Sarah Kaufman, the assistant director for technology programming at the NYU Rudin Center for Transportation, calls services like UberPool, Lyft, and Via “the next generation of public transit,” because they’re more dynamic and customisable than, say, buses.
And there’s a class question here. While UberPool tends to transport wealthier smartphone-toting New Yorkers, she said so-called dollar vans already transport 100,000 New Yorkers a day. They’re a kind of shadow transit system operating in neighbourhoods not well served by public transit. Riders pay $2 cash and often use them to get to better subway stops. But even though these vans meet the same IRS criteria as UberPool, these passengers are unlikely to get the tax break.
“Dollar vans can’t take credit cards,” she said. “There’s no receipt.” It’s a grey market.
She said the people who need these kinds of options — and the tax break — are most often the New Yorkers with the lowest incomes.
For now, only WageWorks customers in New York can use pretax dollars to pay for UberPools.
Neuberger of WageWorks said the company hoped to expand the UberPool benefit across the country “once all the kinks are worked out.” Interest in the program has been “significant,” he said, though he declined to provide specific figures.
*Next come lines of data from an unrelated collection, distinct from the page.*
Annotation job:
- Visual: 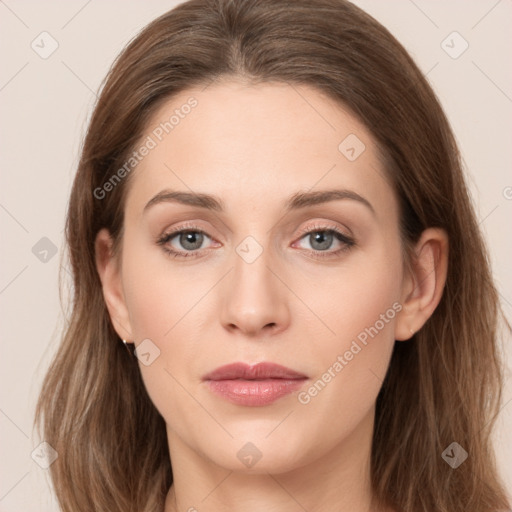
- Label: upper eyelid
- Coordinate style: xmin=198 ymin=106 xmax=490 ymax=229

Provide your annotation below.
xmin=158 ymin=221 xmax=353 ymax=245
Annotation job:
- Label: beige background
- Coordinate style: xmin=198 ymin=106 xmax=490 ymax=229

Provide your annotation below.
xmin=0 ymin=0 xmax=512 ymax=512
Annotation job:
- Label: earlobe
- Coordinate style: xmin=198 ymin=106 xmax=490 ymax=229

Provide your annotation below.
xmin=94 ymin=228 xmax=133 ymax=340
xmin=395 ymin=228 xmax=448 ymax=341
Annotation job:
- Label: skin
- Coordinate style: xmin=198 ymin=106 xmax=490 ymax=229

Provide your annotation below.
xmin=96 ymin=80 xmax=448 ymax=512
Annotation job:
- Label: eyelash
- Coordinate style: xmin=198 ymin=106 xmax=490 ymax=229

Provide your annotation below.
xmin=157 ymin=224 xmax=356 ymax=259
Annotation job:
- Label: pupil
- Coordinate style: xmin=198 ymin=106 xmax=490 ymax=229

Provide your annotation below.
xmin=311 ymin=231 xmax=333 ymax=250
xmin=180 ymin=233 xmax=203 ymax=250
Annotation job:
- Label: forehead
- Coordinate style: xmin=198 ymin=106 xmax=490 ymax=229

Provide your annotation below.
xmin=128 ymin=81 xmax=393 ymax=218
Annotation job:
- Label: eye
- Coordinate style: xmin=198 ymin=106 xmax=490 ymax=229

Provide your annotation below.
xmin=299 ymin=225 xmax=355 ymax=257
xmin=157 ymin=222 xmax=217 ymax=258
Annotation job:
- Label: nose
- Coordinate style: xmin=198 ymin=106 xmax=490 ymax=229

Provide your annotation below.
xmin=219 ymin=242 xmax=290 ymax=338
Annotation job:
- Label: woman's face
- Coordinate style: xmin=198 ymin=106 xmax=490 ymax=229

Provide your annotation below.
xmin=99 ymin=81 xmax=412 ymax=473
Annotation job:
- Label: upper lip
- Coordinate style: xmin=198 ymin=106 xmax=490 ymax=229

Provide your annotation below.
xmin=203 ymin=362 xmax=307 ymax=380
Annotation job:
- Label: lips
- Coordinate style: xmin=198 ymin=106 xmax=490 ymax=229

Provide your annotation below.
xmin=203 ymin=363 xmax=308 ymax=406
xmin=203 ymin=363 xmax=307 ymax=380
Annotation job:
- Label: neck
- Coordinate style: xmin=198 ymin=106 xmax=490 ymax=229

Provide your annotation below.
xmin=165 ymin=410 xmax=384 ymax=512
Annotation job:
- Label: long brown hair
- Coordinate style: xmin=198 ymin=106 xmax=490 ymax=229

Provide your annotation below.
xmin=35 ymin=0 xmax=510 ymax=512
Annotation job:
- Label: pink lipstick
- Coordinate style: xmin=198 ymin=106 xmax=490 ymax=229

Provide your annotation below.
xmin=203 ymin=362 xmax=307 ymax=407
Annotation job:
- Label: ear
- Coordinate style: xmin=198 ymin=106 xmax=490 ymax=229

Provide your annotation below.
xmin=94 ymin=228 xmax=133 ymax=341
xmin=395 ymin=228 xmax=448 ymax=341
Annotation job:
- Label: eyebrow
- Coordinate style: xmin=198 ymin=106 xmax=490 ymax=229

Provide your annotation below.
xmin=143 ymin=189 xmax=375 ymax=215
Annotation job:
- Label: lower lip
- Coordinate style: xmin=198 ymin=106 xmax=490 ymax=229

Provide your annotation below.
xmin=207 ymin=379 xmax=306 ymax=406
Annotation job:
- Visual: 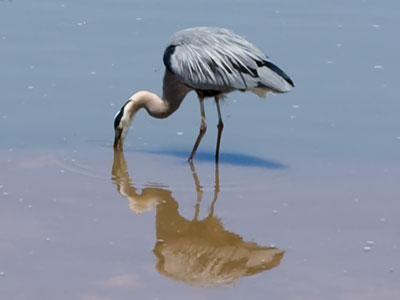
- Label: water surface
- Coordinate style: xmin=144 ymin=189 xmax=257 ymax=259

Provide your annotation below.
xmin=0 ymin=0 xmax=400 ymax=300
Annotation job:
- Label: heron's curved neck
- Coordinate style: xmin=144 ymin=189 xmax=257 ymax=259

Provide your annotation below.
xmin=130 ymin=70 xmax=190 ymax=118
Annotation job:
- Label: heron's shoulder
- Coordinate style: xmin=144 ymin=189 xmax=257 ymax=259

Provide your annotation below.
xmin=167 ymin=27 xmax=243 ymax=47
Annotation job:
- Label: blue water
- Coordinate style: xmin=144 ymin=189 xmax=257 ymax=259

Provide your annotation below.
xmin=0 ymin=0 xmax=400 ymax=300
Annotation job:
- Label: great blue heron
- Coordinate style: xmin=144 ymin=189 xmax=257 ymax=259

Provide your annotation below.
xmin=114 ymin=27 xmax=294 ymax=162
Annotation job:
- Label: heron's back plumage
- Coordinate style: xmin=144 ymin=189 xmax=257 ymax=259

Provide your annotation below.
xmin=164 ymin=27 xmax=294 ymax=93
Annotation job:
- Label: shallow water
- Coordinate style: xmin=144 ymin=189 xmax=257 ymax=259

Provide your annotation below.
xmin=0 ymin=0 xmax=400 ymax=299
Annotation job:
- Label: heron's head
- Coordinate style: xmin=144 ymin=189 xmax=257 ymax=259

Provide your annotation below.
xmin=114 ymin=99 xmax=137 ymax=150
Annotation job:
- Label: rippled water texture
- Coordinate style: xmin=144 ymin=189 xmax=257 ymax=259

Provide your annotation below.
xmin=0 ymin=0 xmax=400 ymax=300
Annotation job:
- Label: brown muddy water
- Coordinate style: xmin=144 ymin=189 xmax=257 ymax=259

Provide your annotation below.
xmin=0 ymin=0 xmax=400 ymax=300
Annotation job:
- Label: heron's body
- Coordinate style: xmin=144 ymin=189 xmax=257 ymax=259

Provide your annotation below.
xmin=114 ymin=27 xmax=294 ymax=161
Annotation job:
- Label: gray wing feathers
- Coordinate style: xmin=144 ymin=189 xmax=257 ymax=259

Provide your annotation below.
xmin=164 ymin=27 xmax=292 ymax=92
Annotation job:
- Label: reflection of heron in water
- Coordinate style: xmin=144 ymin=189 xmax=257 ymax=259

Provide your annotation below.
xmin=112 ymin=151 xmax=284 ymax=285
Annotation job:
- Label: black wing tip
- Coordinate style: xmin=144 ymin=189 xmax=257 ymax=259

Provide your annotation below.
xmin=257 ymin=60 xmax=294 ymax=87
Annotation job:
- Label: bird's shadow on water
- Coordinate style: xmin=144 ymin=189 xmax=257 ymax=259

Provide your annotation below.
xmin=145 ymin=150 xmax=288 ymax=170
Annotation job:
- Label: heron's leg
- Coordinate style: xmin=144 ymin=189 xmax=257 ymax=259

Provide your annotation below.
xmin=189 ymin=98 xmax=207 ymax=162
xmin=208 ymin=164 xmax=219 ymax=217
xmin=215 ymin=97 xmax=224 ymax=163
xmin=189 ymin=162 xmax=203 ymax=221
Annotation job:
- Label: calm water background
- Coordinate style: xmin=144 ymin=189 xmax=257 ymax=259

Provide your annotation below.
xmin=0 ymin=0 xmax=400 ymax=299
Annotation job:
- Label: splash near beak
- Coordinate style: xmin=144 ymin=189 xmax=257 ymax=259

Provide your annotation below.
xmin=114 ymin=128 xmax=123 ymax=150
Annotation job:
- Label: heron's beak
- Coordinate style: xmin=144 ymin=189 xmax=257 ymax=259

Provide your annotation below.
xmin=114 ymin=128 xmax=123 ymax=150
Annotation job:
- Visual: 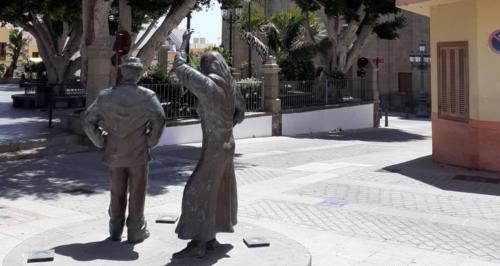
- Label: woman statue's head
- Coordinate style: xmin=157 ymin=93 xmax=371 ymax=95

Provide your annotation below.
xmin=200 ymin=51 xmax=232 ymax=82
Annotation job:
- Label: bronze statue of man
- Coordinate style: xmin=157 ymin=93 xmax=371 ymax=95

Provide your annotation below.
xmin=173 ymin=31 xmax=245 ymax=259
xmin=82 ymin=57 xmax=165 ymax=243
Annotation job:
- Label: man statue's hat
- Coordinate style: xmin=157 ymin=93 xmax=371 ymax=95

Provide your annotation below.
xmin=121 ymin=57 xmax=144 ymax=69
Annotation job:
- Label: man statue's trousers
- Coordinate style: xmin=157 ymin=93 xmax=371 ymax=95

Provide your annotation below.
xmin=109 ymin=164 xmax=148 ymax=240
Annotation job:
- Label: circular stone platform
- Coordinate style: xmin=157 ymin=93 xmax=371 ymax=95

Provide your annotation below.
xmin=3 ymin=215 xmax=311 ymax=266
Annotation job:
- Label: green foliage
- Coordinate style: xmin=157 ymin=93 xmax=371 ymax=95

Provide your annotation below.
xmin=294 ymin=0 xmax=406 ymax=40
xmin=139 ymin=64 xmax=175 ymax=84
xmin=203 ymin=46 xmax=231 ymax=62
xmin=239 ymin=9 xmax=320 ymax=80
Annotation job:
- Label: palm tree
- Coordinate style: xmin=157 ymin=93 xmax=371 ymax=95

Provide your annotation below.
xmin=4 ymin=30 xmax=30 ymax=78
xmin=240 ymin=9 xmax=324 ymax=80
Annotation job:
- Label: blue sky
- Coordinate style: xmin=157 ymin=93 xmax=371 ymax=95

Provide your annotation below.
xmin=179 ymin=1 xmax=222 ymax=45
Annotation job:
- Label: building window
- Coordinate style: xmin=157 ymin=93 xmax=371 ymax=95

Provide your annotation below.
xmin=398 ymin=72 xmax=413 ymax=95
xmin=437 ymin=42 xmax=469 ymax=122
xmin=0 ymin=42 xmax=7 ymax=60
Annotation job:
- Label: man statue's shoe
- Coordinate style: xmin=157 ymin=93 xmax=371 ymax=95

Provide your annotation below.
xmin=207 ymin=238 xmax=220 ymax=250
xmin=127 ymin=229 xmax=149 ymax=244
xmin=109 ymin=222 xmax=123 ymax=241
xmin=172 ymin=240 xmax=207 ymax=259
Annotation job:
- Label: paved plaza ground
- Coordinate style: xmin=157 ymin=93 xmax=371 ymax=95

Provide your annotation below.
xmin=0 ymin=86 xmax=500 ymax=266
xmin=0 ymin=84 xmax=64 ymax=144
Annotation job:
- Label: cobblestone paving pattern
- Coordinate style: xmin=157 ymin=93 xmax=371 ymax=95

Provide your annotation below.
xmin=240 ymin=200 xmax=500 ymax=263
xmin=289 ymin=183 xmax=500 ymax=221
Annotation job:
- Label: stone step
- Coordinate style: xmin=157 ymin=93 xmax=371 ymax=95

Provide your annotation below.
xmin=0 ymin=144 xmax=91 ymax=162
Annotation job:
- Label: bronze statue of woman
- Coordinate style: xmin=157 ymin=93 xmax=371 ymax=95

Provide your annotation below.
xmin=173 ymin=31 xmax=245 ymax=258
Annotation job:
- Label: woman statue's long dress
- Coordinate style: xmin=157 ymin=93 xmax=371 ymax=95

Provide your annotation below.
xmin=173 ymin=32 xmax=245 ymax=258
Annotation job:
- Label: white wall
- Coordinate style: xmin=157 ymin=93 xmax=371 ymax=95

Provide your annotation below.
xmin=158 ymin=116 xmax=272 ymax=146
xmin=282 ymin=104 xmax=373 ymax=136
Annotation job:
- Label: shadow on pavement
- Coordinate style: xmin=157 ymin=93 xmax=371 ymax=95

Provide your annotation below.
xmin=0 ymin=147 xmax=196 ymax=199
xmin=0 ymin=143 xmax=250 ymax=199
xmin=165 ymin=244 xmax=234 ymax=266
xmin=381 ymin=155 xmax=500 ymax=196
xmin=294 ymin=128 xmax=430 ymax=142
xmin=54 ymin=240 xmax=139 ymax=261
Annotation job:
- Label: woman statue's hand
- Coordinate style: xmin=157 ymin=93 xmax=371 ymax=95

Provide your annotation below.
xmin=181 ymin=29 xmax=194 ymax=53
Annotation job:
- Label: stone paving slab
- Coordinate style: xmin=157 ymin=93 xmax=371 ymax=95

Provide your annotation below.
xmin=3 ymin=214 xmax=311 ymax=266
xmin=240 ymin=199 xmax=500 ymax=263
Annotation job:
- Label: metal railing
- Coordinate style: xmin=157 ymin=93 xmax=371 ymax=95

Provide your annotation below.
xmin=22 ymin=82 xmax=86 ymax=96
xmin=236 ymin=80 xmax=264 ymax=112
xmin=140 ymin=81 xmax=264 ymax=120
xmin=279 ymin=79 xmax=373 ymax=109
xmin=140 ymin=83 xmax=198 ymax=120
xmin=279 ymin=80 xmax=325 ymax=109
xmin=62 ymin=83 xmax=87 ymax=96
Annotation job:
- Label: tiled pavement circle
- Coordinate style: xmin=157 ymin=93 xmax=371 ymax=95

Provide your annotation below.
xmin=4 ymin=214 xmax=311 ymax=266
xmin=0 ymin=117 xmax=500 ymax=266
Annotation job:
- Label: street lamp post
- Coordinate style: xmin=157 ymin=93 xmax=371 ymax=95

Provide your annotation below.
xmin=245 ymin=0 xmax=252 ymax=78
xmin=221 ymin=6 xmax=242 ymax=65
xmin=408 ymin=40 xmax=431 ymax=117
xmin=186 ymin=12 xmax=191 ymax=64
And he said the company would be happy to work with any other ride-sharing company, such as Lyft, if it can prove it can comply with the law and send big-enough vehicles.
Adrian Durbin, a spokesman for Lyft, declined to comment on UberPool or whether Lyft was planning a similar pretax service.
(Via, another carpool service, which transports 3-6 people per ride, also allows passengers to pay with a commuter benefit.)
Of course, taking advantage of this tax break is the kind of savvy that has helped Uber become the world’s richest tech startup, now valued at about $66 billion.
For a city like New York, the question is whether services like UberPool will improve commutes for everyone — perhaps helping people get to a transit stop, or reducing subway crowding — or whether it will create another class of transportation that continues to clog streets.
Uber is pitching pretax pooled rides as a kind of solution.
“This furthers our goal of getting more people in fewer cars, while making New Yorkers’ daily commute more affordable and efficient,” Wing, the spokesman, said.
But if it turns out that the service is competing with subways and buses, transportation advocates could lobby Congress to rewrite the IRS rules.
As for my ride, it took 45 minutes to get from Manhattan to Brooklyn, a few minutes longer than I’d expect from the subway. For me at least, it’s not about to replace my crowded ride underground.